Saat ini pemerintah menargetkan 25 persen porsi energi baru terbarukan dalam bauran energi. Sejauh ini, kontribusi terbesar disumbang oleh biodiesel.
Direktur Utama (Dirut) Badan Pengelola Dana Perkebunan Kelapa Sawit (BPDPKS), Eddy Abdurrachman menjelaskan sejak mandatori biodiesel, industri sawit sudah menyumbangkan eksistensinya dalam pasokan FAME yang merupakan campuran utama dari biodiesel.
"Industri sawit punya peranan penting dalam mendorong energi baru terbarukan di Indonesia. Saat ini produk biodisel bahkan bisa menekan angka ketergantungan impor solar. Ini bisa menghemat devisa," ujar Eddy, Ahad (23/10).
BPS mencatat dengan program biodiesel sepanjang semester I, impor minyak bisa ditekan sampai 11,73 persen atau 10,33 juta ton. Nilai impor hasil minyak juga merosot dari 39,3 persen menjadi 1,98 miliar dolar AS.

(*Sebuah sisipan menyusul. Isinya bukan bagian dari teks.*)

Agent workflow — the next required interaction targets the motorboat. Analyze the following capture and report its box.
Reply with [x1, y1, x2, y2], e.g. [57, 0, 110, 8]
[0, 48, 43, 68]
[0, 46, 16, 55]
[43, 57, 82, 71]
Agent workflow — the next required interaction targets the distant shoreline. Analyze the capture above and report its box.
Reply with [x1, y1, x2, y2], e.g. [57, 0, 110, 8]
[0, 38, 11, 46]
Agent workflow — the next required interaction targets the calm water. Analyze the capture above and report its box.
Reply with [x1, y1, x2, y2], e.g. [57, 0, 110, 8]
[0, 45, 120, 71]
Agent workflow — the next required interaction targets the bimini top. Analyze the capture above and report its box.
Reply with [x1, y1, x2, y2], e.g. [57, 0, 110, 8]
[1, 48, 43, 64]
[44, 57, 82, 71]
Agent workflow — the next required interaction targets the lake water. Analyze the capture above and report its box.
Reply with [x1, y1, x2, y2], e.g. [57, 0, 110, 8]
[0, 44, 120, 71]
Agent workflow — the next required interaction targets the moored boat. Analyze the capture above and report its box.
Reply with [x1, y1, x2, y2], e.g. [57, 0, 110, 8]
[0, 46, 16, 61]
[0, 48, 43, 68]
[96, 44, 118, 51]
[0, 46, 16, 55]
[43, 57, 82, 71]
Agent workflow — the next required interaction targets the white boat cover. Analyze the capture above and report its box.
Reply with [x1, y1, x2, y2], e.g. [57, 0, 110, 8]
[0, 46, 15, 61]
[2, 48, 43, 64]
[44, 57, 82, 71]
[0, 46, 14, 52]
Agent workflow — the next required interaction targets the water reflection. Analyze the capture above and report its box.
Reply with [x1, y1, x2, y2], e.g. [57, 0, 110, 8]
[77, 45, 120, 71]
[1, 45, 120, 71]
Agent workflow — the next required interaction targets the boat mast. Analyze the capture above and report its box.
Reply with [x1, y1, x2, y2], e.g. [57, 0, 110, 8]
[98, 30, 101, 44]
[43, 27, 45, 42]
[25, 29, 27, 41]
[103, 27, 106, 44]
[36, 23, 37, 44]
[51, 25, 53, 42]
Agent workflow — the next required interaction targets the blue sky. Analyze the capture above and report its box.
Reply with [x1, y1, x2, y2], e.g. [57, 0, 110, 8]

Meski tak bisa ditampik, program mandatory biodiesel ini tak bisa berjalan mulus tanpa peran BPDPKS. Sebab, sebenarnya program mandatory ini tak bisa sampai ke masyarakat karena persoalan harga bahan baku FAME. BPDPKS mengaku jika memang tidak ada subsidi dari pungutan ekspor yang dilakukan BPDPKS, maka harga jual biodiesel ini jauh lebih tinggi daripada solar.
Plt Kadiv Pemungutan Biaya dan CPO, Fajril Amirul menjelaskan jika program biodiesel ini dihadapkan pada solar, maka sebenarnya harga jual akan menjadi masalah. "Harga ini yang jadi masalah. Kalau gak ada BPBD lalu beban itu ke masyarakat maka gejolaknya besar," ujar Fajril.

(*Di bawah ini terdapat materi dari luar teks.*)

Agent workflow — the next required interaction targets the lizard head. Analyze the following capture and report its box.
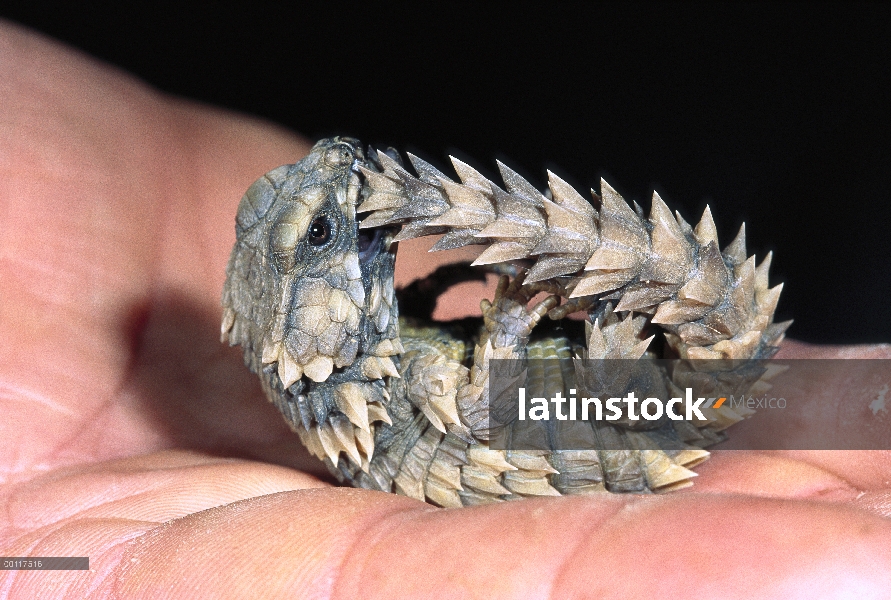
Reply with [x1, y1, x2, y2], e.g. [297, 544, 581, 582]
[221, 137, 401, 393]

Ketua Harian Aprobi, Paulus Tjakrawan juga mengakui para pengusaha sawit mendukung penuh program biodiesel ini. Selain memang bisa menekan angka impor, disatu sisi program ini juga bisa membantu para perusahaan sawit untuk bisa meningkatkan serapan produk hasil sawit.

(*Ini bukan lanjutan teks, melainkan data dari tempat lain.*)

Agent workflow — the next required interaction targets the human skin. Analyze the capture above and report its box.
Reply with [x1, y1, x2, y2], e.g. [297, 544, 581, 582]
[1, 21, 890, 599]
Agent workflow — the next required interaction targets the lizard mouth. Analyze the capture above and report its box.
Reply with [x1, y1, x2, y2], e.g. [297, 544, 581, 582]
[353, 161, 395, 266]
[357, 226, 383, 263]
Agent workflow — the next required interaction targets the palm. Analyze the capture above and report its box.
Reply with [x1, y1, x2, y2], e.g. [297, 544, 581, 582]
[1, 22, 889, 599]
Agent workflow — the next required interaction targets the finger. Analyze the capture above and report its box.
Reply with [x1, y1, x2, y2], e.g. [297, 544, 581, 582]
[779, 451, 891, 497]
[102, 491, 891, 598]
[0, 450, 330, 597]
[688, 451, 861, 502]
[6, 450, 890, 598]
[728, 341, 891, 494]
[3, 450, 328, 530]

Ia menjabarkan bahwa kondisi pasokan saat ini surplus. Apalagi masalah pelarangan penggunaan produk sawit di beberapa negara menyebabkan kondisi produksi dalam negeri berlebih dan menyebabkan harga anjlok.
"Kami tentu tak bisa menampik kondisinya saat ini pasokan sangat berlebihan. Namun dengan program ini setidaknya bisa meningkatkan serapan dalam negeri," ujar Paulus.
Paulus mencatat saat ini produksi nasional sebesar 48 juta metrik ton CPO. Padahal konsumsi dalam negeri di luar program biodiesel hanya 9 sampai 11 juta metrik ton. Dengan adanya program ini setidaknya serapan domestik bisa bertambah.
"Sekarang produksi kita itu 68 juta kiloliter FAME. Padahal kita cuman pakai 15 juta. Kebutuhan dalam negeri hanya 10 juta," ujar Paulus.
Ia pun mendukung penuh upaya pemerintah untuk bisa terus mengembangkan produk biodiesel ini dengan meningkatkan komposisi FAME dalam campuran. Harapannya, maka serapan dalam negeri akan terus bertambah. Disatu sisi, angka ketergantungan impor minyak mentah juga bisa semakin rendah dan pada saatnya indonesia bisa terbebas dari ketergantungan impor minyak mentah.
"Ini bisa terus dijalankan dan ditingkatkan. Setelah kami hitung dan lihat ini harus tetap jalan, Untuk kepentingan kita bersama," ujar Paulus.